I’m more certain that failure does not exist than I’ve ever been.

Recently, M. Night Shyamalan gave a commencement speech at Drexel University. In that speech, he mentioned that he had become the cautionary tale. He had become the example of someone who started out right and then revealed himself to be a sham.

I don’t know about you, but I feel M. Night Shyamalan’s plight on a visceral level.

Sixth Sense really blew my mind. I love the movie The Village… But I also thought the movies that followed it sucked, beyond belief. How could somebody make good movies, and then make truly bad movies?

The thought of it kind of puts me in a cold sweat. I could be making good Art and then, suddenly in the future, I could just be failing miserably.

Unfortunately, I don’t have to go far to see failures in my own life. My journey as an Artist gives me lots of moments to think back on…

What’s incredibly powerful about this commencement speech from M. Night Shyamalan is his comeback. He mentions the moment in which no one would work with him. So he put his house up as collateral for a $5 million loan and self financed a film called The Visit.

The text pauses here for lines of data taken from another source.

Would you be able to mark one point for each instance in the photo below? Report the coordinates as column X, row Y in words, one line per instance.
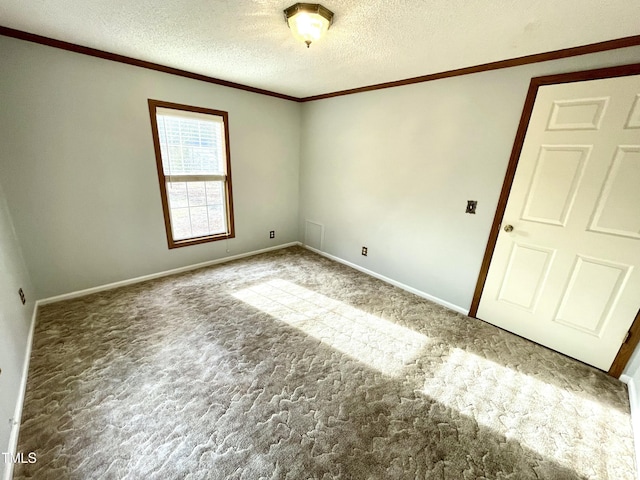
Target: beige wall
column 15, row 320
column 82, row 185
column 393, row 169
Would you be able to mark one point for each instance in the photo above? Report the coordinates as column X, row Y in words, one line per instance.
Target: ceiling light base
column 308, row 21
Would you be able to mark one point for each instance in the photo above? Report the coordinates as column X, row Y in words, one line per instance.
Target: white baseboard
column 17, row 415
column 122, row 283
column 415, row 291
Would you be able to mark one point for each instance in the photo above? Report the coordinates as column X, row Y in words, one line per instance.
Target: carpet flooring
column 289, row 366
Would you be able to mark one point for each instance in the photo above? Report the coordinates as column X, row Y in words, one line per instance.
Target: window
column 194, row 171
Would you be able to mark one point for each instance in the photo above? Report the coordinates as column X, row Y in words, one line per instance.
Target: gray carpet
column 289, row 366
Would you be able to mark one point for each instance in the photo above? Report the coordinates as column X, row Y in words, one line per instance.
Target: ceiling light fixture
column 308, row 21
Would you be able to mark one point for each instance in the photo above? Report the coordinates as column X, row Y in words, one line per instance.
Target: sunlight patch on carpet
column 537, row 415
column 376, row 342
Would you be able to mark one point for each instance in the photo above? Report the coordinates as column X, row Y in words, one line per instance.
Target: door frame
column 628, row 346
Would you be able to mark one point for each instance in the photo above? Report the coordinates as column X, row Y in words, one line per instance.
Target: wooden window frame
column 162, row 178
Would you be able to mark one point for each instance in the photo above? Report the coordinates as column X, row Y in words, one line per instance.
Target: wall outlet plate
column 471, row 206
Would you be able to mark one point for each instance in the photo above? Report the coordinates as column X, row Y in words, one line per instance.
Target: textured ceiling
column 372, row 41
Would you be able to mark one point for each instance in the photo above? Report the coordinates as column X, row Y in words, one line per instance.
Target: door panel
column 580, row 114
column 568, row 274
column 525, row 275
column 555, row 181
column 592, row 294
column 617, row 209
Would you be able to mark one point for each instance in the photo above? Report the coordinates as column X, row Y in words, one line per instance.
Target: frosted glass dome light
column 308, row 21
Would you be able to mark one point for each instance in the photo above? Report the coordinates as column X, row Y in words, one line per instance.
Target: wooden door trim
column 611, row 72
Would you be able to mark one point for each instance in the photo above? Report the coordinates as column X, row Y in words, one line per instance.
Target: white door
column 567, row 275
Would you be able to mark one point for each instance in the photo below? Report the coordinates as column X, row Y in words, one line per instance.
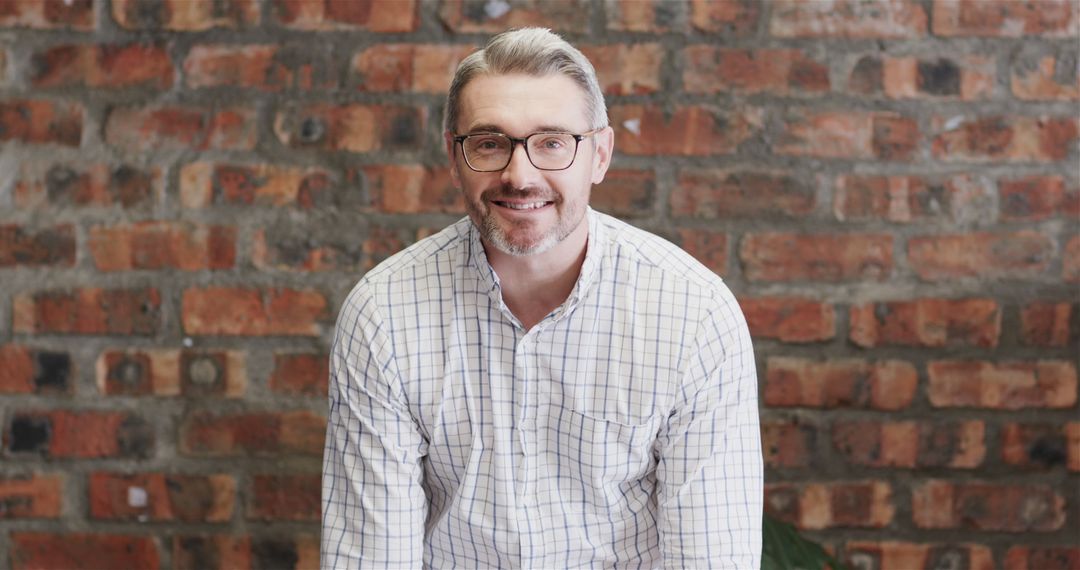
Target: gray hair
column 531, row 51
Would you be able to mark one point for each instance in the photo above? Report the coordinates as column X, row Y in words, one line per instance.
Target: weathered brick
column 1003, row 138
column 103, row 66
column 42, row 550
column 712, row 193
column 172, row 372
column 692, row 131
column 185, row 15
column 38, row 496
column 1021, row 254
column 160, row 497
column 351, row 127
column 139, row 130
column 300, row 374
column 979, row 505
column 27, row 246
column 79, row 434
column 1041, row 445
column 1009, row 18
column 839, row 383
column 1002, row 385
column 839, row 504
column 848, row 18
column 252, row 312
column 464, row 16
column 790, row 319
column 48, row 14
column 285, row 498
column 261, row 67
column 927, row 323
column 270, row 433
column 41, row 122
column 712, row 69
column 907, row 555
column 208, row 184
column 373, row 15
column 1047, row 324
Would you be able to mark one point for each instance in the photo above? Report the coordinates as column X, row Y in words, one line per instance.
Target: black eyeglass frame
column 459, row 140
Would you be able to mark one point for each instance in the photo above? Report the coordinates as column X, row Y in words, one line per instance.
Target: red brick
column 206, row 184
column 89, row 311
column 908, row 199
column 910, row 444
column 787, row 444
column 1003, row 138
column 979, row 505
column 1045, row 324
column 1002, row 385
column 25, row 246
column 815, row 257
column 38, row 496
column 48, row 14
column 407, row 67
column 848, row 18
column 732, row 17
column 63, row 185
column 712, row 69
column 79, row 434
column 41, row 122
column 839, row 504
column 172, row 372
column 848, row 135
column 283, row 433
column 691, row 131
column 1022, row 254
column 927, row 323
column 625, row 193
column 1009, row 18
column 160, row 497
column 1042, row 557
column 41, row 550
column 261, row 67
column 842, row 383
column 373, row 15
column 1041, row 445
column 285, row 498
column 790, row 319
column 462, row 16
column 300, row 374
column 185, row 15
column 626, row 69
column 906, row 555
column 175, row 127
column 103, row 67
column 252, row 312
column 723, row 193
column 351, row 127
column 710, row 247
column 163, row 245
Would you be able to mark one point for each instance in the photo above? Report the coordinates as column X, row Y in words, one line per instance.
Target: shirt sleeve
column 710, row 467
column 374, row 504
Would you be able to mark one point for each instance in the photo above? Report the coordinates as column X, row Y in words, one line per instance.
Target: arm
column 374, row 505
column 710, row 474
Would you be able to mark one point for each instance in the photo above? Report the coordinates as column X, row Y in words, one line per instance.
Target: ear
column 602, row 158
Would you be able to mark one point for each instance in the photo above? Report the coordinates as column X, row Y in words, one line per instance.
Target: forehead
column 520, row 104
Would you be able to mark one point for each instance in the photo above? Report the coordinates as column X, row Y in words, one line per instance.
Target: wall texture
column 188, row 189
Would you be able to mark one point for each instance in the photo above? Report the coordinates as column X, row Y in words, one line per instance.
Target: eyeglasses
column 547, row 151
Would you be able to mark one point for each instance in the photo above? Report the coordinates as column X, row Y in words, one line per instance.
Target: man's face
column 522, row 209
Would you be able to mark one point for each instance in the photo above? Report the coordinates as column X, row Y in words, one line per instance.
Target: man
column 539, row 385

He shoots it. He edits it. He shows it all around the different studios. They all reject it.

Ugh… So…

He’s taken out a loan on his family house. He’s already shot the film. And now no one wants it. Holy shit! I mean. Oh, my God… What the hell is going to happen now?

Can you imagine that level of stress? And what’s the solution?

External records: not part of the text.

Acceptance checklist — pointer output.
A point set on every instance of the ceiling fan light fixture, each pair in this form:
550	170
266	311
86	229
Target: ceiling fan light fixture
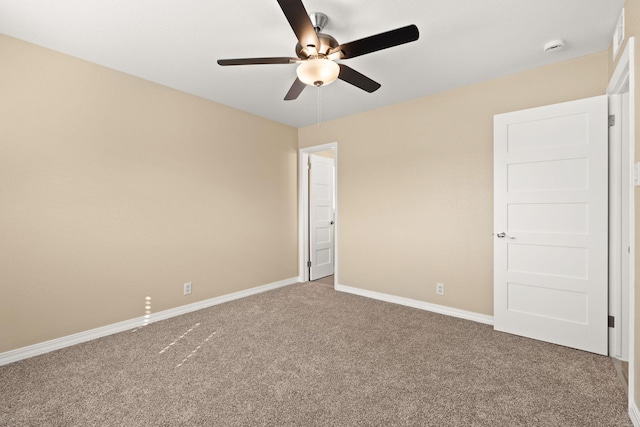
318	72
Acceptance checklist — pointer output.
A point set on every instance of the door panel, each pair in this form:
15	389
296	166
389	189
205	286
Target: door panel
550	219
321	195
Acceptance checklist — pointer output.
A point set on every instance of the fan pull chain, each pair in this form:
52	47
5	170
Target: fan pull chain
318	106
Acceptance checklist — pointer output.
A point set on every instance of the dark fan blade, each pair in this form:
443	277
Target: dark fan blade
296	89
300	23
350	75
253	61
378	42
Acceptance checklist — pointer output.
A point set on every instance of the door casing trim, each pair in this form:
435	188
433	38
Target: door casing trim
303	209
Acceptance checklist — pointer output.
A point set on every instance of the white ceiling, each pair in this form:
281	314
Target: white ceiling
176	43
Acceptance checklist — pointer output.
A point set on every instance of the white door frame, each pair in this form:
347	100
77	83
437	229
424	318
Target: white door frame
303	209
623	76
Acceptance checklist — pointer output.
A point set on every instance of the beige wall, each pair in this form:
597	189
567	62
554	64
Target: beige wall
416	183
113	189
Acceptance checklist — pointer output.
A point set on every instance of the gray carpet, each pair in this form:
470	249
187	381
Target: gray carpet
306	355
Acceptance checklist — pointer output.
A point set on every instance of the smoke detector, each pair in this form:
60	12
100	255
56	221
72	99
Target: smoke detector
554	46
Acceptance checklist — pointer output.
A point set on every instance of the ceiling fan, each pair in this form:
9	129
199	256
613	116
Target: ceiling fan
317	52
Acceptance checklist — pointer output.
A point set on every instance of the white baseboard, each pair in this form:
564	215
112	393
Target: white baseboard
422	305
58	343
634	414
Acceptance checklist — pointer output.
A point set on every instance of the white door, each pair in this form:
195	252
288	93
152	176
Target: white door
321	195
550	223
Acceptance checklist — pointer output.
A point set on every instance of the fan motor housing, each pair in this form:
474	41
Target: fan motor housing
327	43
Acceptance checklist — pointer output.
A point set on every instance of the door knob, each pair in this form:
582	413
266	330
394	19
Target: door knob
503	235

The amazing thing about being an Artist, to me, is that the Problem is the Work. As in, the Work might suck or not be ready. And the Solution is the Work. As in, I’ve just got to spend more time and I’ve got to work more.

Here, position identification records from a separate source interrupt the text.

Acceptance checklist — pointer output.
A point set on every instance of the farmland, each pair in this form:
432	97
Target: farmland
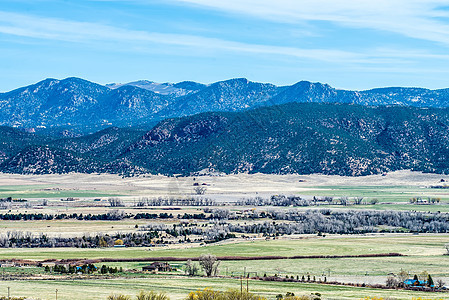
67	200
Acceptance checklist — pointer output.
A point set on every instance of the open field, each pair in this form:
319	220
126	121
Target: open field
178	287
423	252
407	244
392	191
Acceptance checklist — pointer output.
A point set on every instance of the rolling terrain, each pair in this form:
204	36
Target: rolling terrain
303	138
75	102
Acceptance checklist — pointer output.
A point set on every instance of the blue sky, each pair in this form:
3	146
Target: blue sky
350	44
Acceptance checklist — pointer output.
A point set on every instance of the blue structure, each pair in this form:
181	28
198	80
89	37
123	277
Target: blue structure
413	282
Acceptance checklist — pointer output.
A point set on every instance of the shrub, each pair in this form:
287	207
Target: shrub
119	297
151	296
209	294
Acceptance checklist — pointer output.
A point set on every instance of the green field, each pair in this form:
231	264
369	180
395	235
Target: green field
382	193
178	287
414	245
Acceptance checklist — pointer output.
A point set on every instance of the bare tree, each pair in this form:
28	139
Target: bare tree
358	200
374	201
329	199
200	190
391	282
191	268
402	276
209	264
343	200
115	202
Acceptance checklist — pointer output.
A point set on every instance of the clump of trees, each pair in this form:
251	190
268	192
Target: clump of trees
209	263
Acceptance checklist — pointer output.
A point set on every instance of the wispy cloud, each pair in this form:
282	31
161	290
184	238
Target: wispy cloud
419	19
85	32
36	27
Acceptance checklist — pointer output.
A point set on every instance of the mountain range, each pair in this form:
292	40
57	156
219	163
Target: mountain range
77	103
304	138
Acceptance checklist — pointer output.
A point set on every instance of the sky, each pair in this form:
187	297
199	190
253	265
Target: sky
349	44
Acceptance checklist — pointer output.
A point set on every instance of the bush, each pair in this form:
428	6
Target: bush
151	296
119	297
209	294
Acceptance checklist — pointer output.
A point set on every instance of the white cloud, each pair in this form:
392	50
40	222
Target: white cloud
420	19
85	32
134	40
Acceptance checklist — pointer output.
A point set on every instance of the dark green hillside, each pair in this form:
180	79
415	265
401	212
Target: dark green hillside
104	145
13	140
301	138
343	139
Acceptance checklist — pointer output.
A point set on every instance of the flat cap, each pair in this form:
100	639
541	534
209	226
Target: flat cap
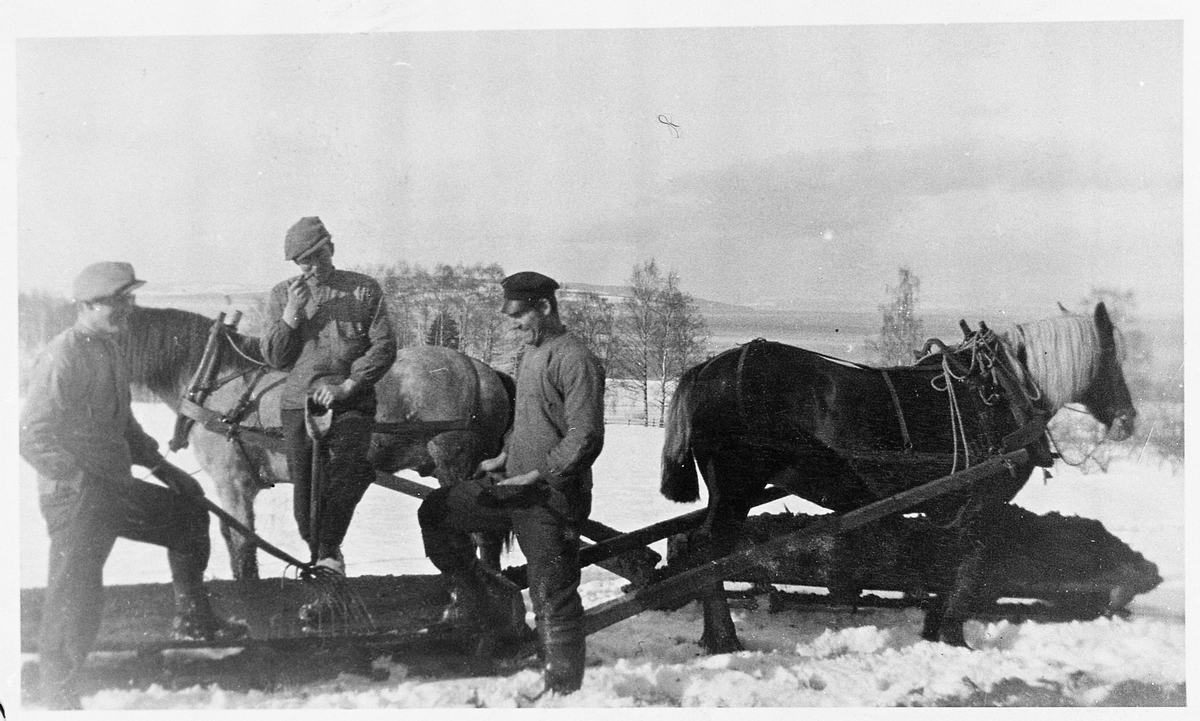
105	280
306	235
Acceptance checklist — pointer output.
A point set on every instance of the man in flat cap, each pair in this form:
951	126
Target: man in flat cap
330	330
540	487
78	431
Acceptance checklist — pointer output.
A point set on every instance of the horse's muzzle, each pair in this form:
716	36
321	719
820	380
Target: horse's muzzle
1122	426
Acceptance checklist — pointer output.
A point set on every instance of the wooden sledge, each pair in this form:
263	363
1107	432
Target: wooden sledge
400	612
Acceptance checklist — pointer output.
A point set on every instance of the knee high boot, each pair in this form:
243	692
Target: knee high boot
483	596
564	653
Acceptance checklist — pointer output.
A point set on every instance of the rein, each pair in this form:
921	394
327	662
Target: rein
204	382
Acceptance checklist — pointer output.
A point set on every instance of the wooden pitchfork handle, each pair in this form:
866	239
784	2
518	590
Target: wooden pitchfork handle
306	569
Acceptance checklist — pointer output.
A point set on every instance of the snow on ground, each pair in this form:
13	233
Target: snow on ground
792	659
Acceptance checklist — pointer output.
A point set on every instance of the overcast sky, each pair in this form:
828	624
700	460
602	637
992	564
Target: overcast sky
1011	164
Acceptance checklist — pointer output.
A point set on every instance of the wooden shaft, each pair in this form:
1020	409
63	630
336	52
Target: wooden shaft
688	584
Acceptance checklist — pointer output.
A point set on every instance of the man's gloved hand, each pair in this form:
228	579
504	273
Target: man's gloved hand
177	479
523	491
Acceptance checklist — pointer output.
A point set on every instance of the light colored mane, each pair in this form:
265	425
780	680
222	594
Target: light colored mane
1060	354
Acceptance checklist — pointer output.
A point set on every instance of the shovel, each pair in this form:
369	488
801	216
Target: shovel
317	420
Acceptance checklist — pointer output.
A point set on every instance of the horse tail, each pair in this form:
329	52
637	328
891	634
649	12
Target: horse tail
679	480
510	388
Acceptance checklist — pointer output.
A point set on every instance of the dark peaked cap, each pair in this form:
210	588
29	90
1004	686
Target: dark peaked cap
105	280
528	286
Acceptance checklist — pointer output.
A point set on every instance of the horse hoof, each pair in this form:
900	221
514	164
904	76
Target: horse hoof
954	638
720	646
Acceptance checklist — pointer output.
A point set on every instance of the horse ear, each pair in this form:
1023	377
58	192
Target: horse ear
1103	322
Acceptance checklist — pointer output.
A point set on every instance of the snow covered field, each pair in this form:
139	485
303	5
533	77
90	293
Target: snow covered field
793	659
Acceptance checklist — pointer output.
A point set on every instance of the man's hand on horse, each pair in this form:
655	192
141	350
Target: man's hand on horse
491	466
525	479
177	479
327	394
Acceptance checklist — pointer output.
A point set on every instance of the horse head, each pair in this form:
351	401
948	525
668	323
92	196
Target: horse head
1075	359
1108	395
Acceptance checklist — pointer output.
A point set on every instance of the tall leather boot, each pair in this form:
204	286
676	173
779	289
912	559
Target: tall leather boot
564	654
485	598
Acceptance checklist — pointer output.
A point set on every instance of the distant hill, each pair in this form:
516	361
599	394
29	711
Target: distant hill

The only way forward or backward for an Artist is the Work.

M. Night Shyamalan said that, once he realized he couldn’t control the opinions of the critics, the audience or the Hollywood executives, things changed:

It all felt suddenly so simple — intensely simple. … I felt relief and, more to the point, I felt powerful. So I went into the editing room the next day and I just made one scene better, just one moment better, and I just concentrated. … Then I made another moment better and another moment better and another moment better. … I just stopped thinking about selling the movie. I stopped thinking about what was gonna happen to me. And I just got addicted this feeling of finding that next thing, making that next thing better, and I just did that day after day after day after day.

“Get addicted to making things better.” Such a powerful thought, right?

Imagine if you could forget about what your inner critic says and if you could be addicted to just making your work better one day at a time… What could you achieve?

As M. Night says: A person who concentrates on what they have power over becomes unlimited in their ability to manifest what they want in the world.